Regular Expression Engine V2 Syntax Patterns
Available: Regular Expression Engine V2 v1.227
Regular expression engine V2 is the default regex engine from 1.227.
The following tables detail the supported functionality within LogScale using the LogScale Regular Expression Engine V2
The following syntax constructions match a specific character.
Table: Single Character Constructs
| Syntax | Description |
|---|---|
x
|
The literal character x
|
\
| The backslash character |
\xnn
|
The character with hexadecimal value
nn, where 0
<= n <= F. E.g. \x21
matches the ! character.
|
\x{nnnn}
|
The character with hexadecimal value
nnnn, where
0 <= n <= F. Support for up to
four digits for use with Unicode characters.
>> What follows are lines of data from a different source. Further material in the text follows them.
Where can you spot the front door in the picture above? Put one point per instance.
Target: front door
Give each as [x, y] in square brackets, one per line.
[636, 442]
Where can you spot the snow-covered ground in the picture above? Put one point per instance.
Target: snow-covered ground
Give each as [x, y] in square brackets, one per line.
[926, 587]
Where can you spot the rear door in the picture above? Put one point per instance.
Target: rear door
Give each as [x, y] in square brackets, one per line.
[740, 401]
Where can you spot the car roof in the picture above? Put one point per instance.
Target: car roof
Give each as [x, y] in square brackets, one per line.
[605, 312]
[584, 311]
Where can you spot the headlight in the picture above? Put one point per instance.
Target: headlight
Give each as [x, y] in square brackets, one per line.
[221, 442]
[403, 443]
E.g.
\x{123} matches the
ģ character.
|
\unnnn
|
The character with hexadecimal value
nnnn, where
0 <= n <= F. E.g.
\u0023 matches the
# character.
|
\a
|
The alert/bell character (BEL) with hexadecimal value
08.
|
\t
|
The horizontal tab character (HT) with hexadecimal value
09.
|
\n
|
The newline character (LF) with hexadecimal value
0A.
|
\f
|
The form feed character (FF) with hexadecimal value
0C.
|
\r
|
The carriage return character (CR) with hexadecimal
0D.
|
\e
|
The escape character (ESC) with hexadecimal value
1B.
|
\cX
|
The control character ^X. E.g.
\cH matches the backspace character
(BS).
|
The following syntax constructions match a single character from a set of possible characters.
Table: Character Class Constructs
| Syntax | Description |
|---|---|
[abc]
|
Matches either a,
b, or
c.
|
[^abc]
|
Matches any character that is not a,
b, or
c (negated class)
|
[a-z]
|
Matches any character in the range from
a through
z
|
There are several predefined character classes available.
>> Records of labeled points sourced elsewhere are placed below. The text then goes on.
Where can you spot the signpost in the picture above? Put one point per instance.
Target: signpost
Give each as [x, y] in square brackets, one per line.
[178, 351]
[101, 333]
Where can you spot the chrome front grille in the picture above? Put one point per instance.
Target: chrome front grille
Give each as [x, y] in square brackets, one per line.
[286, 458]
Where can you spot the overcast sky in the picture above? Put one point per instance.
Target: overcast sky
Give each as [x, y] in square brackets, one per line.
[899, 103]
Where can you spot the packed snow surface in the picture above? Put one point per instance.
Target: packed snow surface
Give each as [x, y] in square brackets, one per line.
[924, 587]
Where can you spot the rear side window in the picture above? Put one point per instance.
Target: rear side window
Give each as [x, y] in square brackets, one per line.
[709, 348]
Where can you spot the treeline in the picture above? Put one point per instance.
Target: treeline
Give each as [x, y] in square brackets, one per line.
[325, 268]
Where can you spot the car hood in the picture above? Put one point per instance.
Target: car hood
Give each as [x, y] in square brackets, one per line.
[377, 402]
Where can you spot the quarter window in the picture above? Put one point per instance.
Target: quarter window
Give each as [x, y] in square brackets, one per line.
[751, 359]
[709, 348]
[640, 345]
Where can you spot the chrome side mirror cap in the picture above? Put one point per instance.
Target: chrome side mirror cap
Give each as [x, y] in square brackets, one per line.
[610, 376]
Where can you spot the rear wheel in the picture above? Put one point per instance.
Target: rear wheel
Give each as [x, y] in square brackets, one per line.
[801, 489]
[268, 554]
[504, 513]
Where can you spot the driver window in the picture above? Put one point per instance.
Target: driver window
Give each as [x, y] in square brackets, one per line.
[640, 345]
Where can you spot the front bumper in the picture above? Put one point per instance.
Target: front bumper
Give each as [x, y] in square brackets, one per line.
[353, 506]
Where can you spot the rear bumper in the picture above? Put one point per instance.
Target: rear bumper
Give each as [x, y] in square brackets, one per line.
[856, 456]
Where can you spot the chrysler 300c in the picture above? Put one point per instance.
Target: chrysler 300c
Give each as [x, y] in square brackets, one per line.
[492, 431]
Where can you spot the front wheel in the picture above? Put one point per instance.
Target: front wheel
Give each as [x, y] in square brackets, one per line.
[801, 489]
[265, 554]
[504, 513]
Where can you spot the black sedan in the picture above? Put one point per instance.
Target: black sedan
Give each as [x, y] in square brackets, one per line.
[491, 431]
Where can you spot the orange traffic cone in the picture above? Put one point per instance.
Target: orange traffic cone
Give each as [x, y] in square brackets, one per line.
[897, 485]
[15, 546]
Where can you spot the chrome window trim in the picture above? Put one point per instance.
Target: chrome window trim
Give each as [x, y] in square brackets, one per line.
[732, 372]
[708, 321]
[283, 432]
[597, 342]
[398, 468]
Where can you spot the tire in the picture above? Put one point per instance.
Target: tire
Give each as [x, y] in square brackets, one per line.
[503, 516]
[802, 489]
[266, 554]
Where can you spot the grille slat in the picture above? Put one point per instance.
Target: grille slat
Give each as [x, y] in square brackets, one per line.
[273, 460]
Table: Predefined Character Classes
| Syntax | Description |
|---|---|
.
| Matches any character except newline (unless the single-line flag is given). |
\d
|
Matches digit character 0 through 9. Equivalent to
[0-9].
|
\D
|
Matches any character that is not a digit character. Equivalent to
[^0-9]
|
\w
|
Matches an ASCII word character. Equivalent to
[a-zA-Z0-9_].
|
\W
|
Matches any character that is not an ASCII word character.
Equivalent to [^\w].
|
\h
|
Matches a horizontal whitespace character. Equivalent to
[\t\x20\xA0\u180e\u2000-\u200a\u202f\u205f\u3000]
|
\H
|
Matches any character that is not a horizontal whitespace character.
Equivalent to [^\h]
|
\v
|
Matches a vertical whitespace character. Equivalent to
[\u000a-\u000d\u0085\u2028\u2029]
|
\V
|
Matches any character that is not a vertical whitespace character.
Equivalent to [^\v]
|
\s
|
Matches any whitespace character, as defined by the Unicode
White_Space general category. Equivalent to
[\h\v].
|
\S
|
Matches any non-whitespace character. Equivalent to
[^\s].
|
\p{X}
|
Matches a character in the Unicode General Category abbreviated
X. Supported categories are Letters
(L), Symbols (S), Punctuation
(P), and Control Characters
(Cc). Case-insensitivity is
not supported for unicode general category matches.
|
\P{X}
|
Matches any character that is not in the Unicode General Category
abbreviated X.
Case-insensitivity is not supported for unicode general category
matches.
|
There are two primitive operations in LogScale's regex syntax. These are used to express more complicated patterns than single character matches.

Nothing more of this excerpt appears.